Brasher Falls Central School District

About Brasher Falls Central School District

Brasher Falls Central School District enrolls approximately 1000 PreK-12 Students; PreK - 4, 400 students.

The Brasher Falls Central School District is geographically located in the hamlet of Brasher Falls. However, the District also services the hamlets of Fort Jackson, Helena, Lawrenceville, North Lawrence, and Winthrop. The school facilities are located on the outskirts of Brasher Falls on Route 11C.

The Brasher Falls Central School District is located in the Seaway Valley, approximately 15 miles from either Potsdam or Massena. Recreational opportunities include excellent hunting and fishing, with a wide variety of summer and winter sports. The community is close to Whiteface Mountain ski area and the Lake Placid Olympic Village. After a short drive "north of the border," the cities of Montreal and Ottawa are easily accessible. To the south, Albany and Syracuse are common day trip destinations.

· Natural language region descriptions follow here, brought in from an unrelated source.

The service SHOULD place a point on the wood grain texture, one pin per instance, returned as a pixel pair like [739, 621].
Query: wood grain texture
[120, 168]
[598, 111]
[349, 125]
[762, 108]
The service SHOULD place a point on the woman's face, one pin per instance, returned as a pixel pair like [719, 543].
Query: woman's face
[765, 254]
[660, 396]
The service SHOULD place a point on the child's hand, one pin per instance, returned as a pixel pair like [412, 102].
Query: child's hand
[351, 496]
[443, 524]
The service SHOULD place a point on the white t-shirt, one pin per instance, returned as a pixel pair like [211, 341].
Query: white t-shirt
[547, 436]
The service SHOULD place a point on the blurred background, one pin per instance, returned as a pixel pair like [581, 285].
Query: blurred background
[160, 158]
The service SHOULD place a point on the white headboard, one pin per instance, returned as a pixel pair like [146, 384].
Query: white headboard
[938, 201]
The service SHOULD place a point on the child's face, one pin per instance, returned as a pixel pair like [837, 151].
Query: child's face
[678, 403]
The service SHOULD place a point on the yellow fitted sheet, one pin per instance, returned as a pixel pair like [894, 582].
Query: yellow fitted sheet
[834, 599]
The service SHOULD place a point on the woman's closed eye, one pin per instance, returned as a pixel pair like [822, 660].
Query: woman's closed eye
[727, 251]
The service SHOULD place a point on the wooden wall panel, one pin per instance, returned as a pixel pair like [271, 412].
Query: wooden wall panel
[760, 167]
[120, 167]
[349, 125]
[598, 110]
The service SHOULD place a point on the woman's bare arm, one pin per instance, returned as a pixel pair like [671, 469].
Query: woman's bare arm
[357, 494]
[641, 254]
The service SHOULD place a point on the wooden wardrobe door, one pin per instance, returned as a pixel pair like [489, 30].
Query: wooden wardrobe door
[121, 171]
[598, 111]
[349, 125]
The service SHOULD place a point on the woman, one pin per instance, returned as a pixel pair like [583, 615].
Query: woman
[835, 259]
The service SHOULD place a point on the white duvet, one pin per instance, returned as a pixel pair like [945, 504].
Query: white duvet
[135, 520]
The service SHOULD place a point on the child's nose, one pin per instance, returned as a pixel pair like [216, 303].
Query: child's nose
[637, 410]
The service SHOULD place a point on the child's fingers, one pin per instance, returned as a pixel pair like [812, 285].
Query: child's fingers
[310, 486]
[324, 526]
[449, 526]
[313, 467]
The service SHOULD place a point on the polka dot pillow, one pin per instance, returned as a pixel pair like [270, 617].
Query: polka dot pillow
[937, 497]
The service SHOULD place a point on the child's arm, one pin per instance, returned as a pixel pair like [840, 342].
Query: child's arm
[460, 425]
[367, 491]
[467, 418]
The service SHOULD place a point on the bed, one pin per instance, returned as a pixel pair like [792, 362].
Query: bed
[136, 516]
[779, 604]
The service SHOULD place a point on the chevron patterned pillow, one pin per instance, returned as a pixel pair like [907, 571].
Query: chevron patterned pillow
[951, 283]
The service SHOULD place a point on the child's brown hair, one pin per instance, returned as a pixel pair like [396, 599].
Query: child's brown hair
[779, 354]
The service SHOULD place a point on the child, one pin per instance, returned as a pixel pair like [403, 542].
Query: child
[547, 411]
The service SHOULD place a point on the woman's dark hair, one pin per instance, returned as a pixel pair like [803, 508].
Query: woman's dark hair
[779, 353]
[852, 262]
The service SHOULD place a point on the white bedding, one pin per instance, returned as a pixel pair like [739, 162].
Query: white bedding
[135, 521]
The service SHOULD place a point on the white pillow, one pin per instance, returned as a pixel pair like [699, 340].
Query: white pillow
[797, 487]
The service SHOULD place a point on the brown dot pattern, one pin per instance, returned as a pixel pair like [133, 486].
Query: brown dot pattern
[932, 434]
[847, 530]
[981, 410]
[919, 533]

St. Lawrence University, SUNY Canton, Clarkson University, and SUNY Potsdam, including The Crane School of Music, are all located in neighboring communities, serving as a resource for undergraduate, graduate and partnership opportunities. This region of the north country is well known for a high quality of life created by the combination of career opportunities in agriculture, the arts, higher education, industry and technology.

The District is largely a rural area. North Country Dairy, LLC is located in North Lawrence, and dairy farming provides a significant amount of employment within the District. Other employment is found at the St. Lawrence Seaway-Franklin D. Roosevelt Project, New York Power Authority, ALCOA, Nu-Med and four major colleges and universities in Potsdam and Canton.


Regents Review Teacher

July 2019 - August 2019 Brasher Falls–Winthrop, NY
“I loved being able to have some structured time to work on my own professional development. I created my own lessons, assessments, activities, etc. It was awesome to be able to work with some students in these small class sizes and interact with them, and closely observe them interact with the material.”